Johansen Kirsten L, Dalrymple Lorien S, Delgado Cynthia, Chertow Glenn M, Segal Mark R, Chiang Janet, Grimes Barbara, Kaysen George A
Divisions of Nephrology and.
Department of Epidemiology and Biostatistics, University of California, San Francisco, California.
Clin J Am Soc Nephrol. 2017 Jul 7;12(7):1100-1108. doi: 10.2215/CJN.12131116. Epub 2017 Jun 2.
Frailty is common among patients on hemodialysis and associated with adverse outcomes. However, little is known about changes in frailty over time and the factors associated with those changes.
DESIGN, SETTING, PARTICIPANTS, & MEASUREMENTS: To address these questions, we examined 762 participants in the A Cohort to Investigate the Value of Exercise/Analyses Designed to Investigate the Paradox of Obesity and Survival in ESRD cohort study, among whom frailty was assessed at baseline and 12 and 24 months. We used ordinal generalized estimating equations analyses and modeled frailty (on a scale from zero to five possible components) and death during follow-up.
The mean frailty score at baseline was 1.9, and the distribution of frailty scores was similar at each evaluation. However, most participants' scores changed, with patients improving almost as often as worsening (overall change, 0.2 points per year; 95% confidence interval, 0.1 to 0.3). Hispanic ethnicity (0.6 points per year; 95% confidence interval, 0.0 to 1.1) and diabetes (0.7 points per year; 95% confidence interval, 0.3 to 1.0) were associated with higher frailty scores and higher serum albumin concentration with lower frailty scores (-1.1 points per g/dl; 95% confidence interval, -1.5 to -0.7). In addition, patients whose serum albumin increased over time were less likely to become frail, with each 1-g/dl increase in albumin associated with a 0.4-point reduction in frailty score (95% confidence interval, -0.80 to -0.05). To examine the underpinnings of the association between serum albumin and frailty, we included serum IL-6, normalized protein catabolic rate, and patient self-report of hospitalization within the last year in a second model.
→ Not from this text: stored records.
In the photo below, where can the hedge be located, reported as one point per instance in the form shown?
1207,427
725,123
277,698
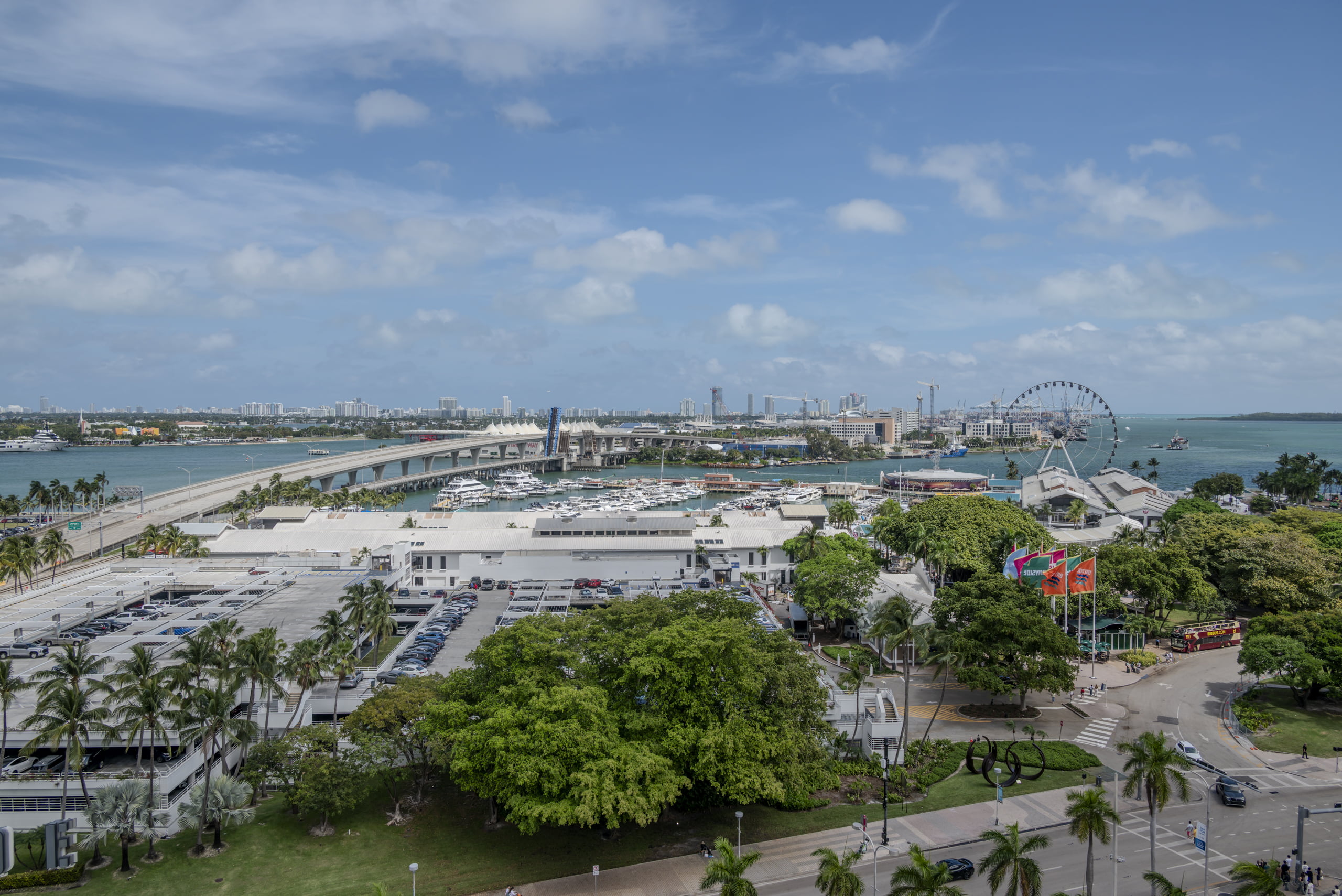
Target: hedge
1059,757
44,878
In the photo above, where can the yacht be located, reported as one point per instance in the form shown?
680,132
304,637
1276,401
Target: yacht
462,487
41,440
800,495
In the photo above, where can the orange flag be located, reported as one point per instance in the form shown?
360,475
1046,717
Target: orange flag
1082,580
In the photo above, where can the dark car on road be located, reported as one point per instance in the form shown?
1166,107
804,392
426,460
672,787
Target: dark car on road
1231,792
960,868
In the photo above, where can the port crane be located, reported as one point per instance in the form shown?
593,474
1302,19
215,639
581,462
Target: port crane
804,397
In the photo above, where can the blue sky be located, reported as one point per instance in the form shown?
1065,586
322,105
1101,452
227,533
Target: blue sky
621,204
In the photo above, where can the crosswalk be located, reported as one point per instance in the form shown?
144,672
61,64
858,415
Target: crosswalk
1097,733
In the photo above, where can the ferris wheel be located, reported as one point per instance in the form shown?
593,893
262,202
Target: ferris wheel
1060,424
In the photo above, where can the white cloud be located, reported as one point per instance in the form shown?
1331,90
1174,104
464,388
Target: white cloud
255,56
388,109
868,215
526,114
1116,208
645,251
864,57
1152,292
590,299
1171,148
767,325
712,207
972,167
69,279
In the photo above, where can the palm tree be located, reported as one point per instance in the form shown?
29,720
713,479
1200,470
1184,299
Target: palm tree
1254,880
1156,767
11,686
835,876
923,878
121,809
843,514
143,709
305,667
54,550
229,801
207,714
945,656
729,871
1091,817
1008,861
1164,886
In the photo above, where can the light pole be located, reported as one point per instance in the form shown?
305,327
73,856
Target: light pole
188,478
999,801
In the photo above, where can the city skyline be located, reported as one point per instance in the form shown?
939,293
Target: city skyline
895,193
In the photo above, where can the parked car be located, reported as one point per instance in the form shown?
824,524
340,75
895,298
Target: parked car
65,639
1231,792
353,681
49,765
22,648
17,767
960,868
1188,751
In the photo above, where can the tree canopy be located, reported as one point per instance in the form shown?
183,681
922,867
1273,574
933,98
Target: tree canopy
972,526
611,717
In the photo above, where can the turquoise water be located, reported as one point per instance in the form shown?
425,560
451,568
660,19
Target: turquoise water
1216,447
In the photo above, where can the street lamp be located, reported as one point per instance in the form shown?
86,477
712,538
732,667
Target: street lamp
188,478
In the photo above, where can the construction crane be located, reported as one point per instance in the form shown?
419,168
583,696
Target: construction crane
932,397
804,397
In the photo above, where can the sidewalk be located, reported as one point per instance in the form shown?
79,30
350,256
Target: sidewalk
791,856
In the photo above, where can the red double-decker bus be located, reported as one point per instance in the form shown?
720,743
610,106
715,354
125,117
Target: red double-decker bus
1206,636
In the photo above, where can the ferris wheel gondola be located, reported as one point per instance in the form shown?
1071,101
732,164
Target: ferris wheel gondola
1060,424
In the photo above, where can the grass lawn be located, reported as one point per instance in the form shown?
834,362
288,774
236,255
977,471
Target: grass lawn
458,856
1295,727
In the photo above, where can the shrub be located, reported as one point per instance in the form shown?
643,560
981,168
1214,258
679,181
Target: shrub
42,878
1251,717
1058,755
1140,657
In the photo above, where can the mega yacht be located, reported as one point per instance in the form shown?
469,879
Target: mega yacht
462,487
800,495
Higher IL-6 and hospitalization were statistically significantly associated with worse frailty at any point and worsening frailty over time, whereas normalized protein catabolic rate was not independently associated with frailty.
There was substantial year to year variability in frailty scores, with approximately equal numbers of patients improving and worsening. Markers of inflammation and hospitalization were independently associated with worsening frailty. Studies should examine whether interventions to address inflammation or posthospitalization rehabilitation can improve the trajectory of frailty.
衰弱在血液透析患者中很常见,且与不良结局相关。然而,对于衰弱随时间的变化以及与这些变化相关的因素知之甚少。
设计、地点、参与者及测量方法:为解决这些问题,我们在“运动价值队列研究/旨在调查终末期肾病肥胖与生存悖论的分析”队列研究中对762名参与者进行了研究,其中在基线、12个月和24个月时评估了衰弱情况。我们使用有序广义估计方程分析,并对随访期间的衰弱(从0到5个可能的组成部分进行评分)和死亡进行建模。
基线时衰弱评分的平均值为1.9,每次评估时衰弱评分的分布相似。然而,大多数参与者的评分发生了变化,病情改善的患者与病情恶化的患者数量几乎相同(总体变化为每年0.2分;95%置信区间为0.1至0.3)。西班牙裔(每年0.6分;95%置信区间为0.0至1.1)和糖尿病(每年0.7分;95%置信区间为0.3至1.0)与较高的衰弱评分相关,而血清白蛋白浓度较高与较低的衰弱评分相关(每克/分升-1.1分;95%置信区间为-1.5至-0.7)。此外,血清白蛋白随时间增加的患者衰弱的可能性较小,白蛋白每增加1克/分升,衰弱评分降低0.4分(95%置信区间为-0.80至-0.05)。为研究血清白蛋白与衰弱之间关联的基础,我们在第二个模型中纳入了血清白细胞介素-6、标准化蛋白分解代谢率以及患者过去一年的住院自我报告。较高的白细胞介素-6和住院在任何时间点均与更差的衰弱以及随时间推移衰弱加剧在统计学上显著相关,而标准化蛋白分解代谢率与衰弱无独立关联。
衰弱评分每年存在很大差异,病情改善和恶化的患者数量大致相等。炎症标志物和住院与衰弱加剧独立相关。研究应探讨针对炎症或出院后康复的干预措施是否能改善衰弱的发展轨迹。